= Amsterdam Institute of Finance =

Amsterdam Institute of Finance (AIF), is a Dutch financial training institute for international finance specialists and other professionals. It is based in Amsterdam, The Netherlands and offers more than 20 open enrollment training programs for professionals with an academic background and work experience.

==History==

AIF was established in 1990 as an initiative of the Dutch financial community and government officials. AIF has developed into a global financial innovation and education institute headquartered in Amsterdam.

An institute with a legacy of over 30 years that testifies and emphasizes that Amsterdam is an international financial center. Over the years, the AIF has educated and connected more than 15,000 ambitious professionals from around the world.

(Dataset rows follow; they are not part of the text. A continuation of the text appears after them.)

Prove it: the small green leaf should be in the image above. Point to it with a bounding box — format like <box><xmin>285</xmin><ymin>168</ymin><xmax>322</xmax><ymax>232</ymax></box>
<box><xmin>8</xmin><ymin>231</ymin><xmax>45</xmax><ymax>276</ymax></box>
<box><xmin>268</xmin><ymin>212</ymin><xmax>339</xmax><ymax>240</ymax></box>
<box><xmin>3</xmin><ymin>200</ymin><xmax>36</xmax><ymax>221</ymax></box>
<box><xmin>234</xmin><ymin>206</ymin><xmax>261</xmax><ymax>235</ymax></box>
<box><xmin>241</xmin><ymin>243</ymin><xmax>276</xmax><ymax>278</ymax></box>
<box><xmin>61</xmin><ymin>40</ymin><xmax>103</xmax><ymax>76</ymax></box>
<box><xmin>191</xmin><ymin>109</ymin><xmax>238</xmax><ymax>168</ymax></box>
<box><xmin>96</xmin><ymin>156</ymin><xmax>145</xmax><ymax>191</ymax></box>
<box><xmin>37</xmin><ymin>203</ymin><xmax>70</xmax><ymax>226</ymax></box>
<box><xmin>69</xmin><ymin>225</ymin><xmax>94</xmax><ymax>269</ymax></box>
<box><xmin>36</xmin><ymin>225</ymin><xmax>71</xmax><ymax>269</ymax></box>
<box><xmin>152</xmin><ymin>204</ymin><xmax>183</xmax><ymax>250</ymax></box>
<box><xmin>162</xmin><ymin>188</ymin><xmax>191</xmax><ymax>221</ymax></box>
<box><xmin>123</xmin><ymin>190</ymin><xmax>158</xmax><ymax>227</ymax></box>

The NYU Stern Master of Risk Management was originally offered in conjunction with AIF.

==Advisory Board==
Composed of industry experts and experienced faculty members, such as Matt Wieland (Associate Professor at Miami University’s Farmer School of Business) and Zacharias Sautner (Professor of Sustainable Finance at the University of Zurich), the Board is chaired by Frans van Loef, Founder of Freecapacity and specialized in strategy execution and leadership (team) development. Frans van Loef is an Advisory Council Member for Harvard Business Review.

The primary goal of the Advisory Board is to stay abreast of the latest trends and developments in the finance industry.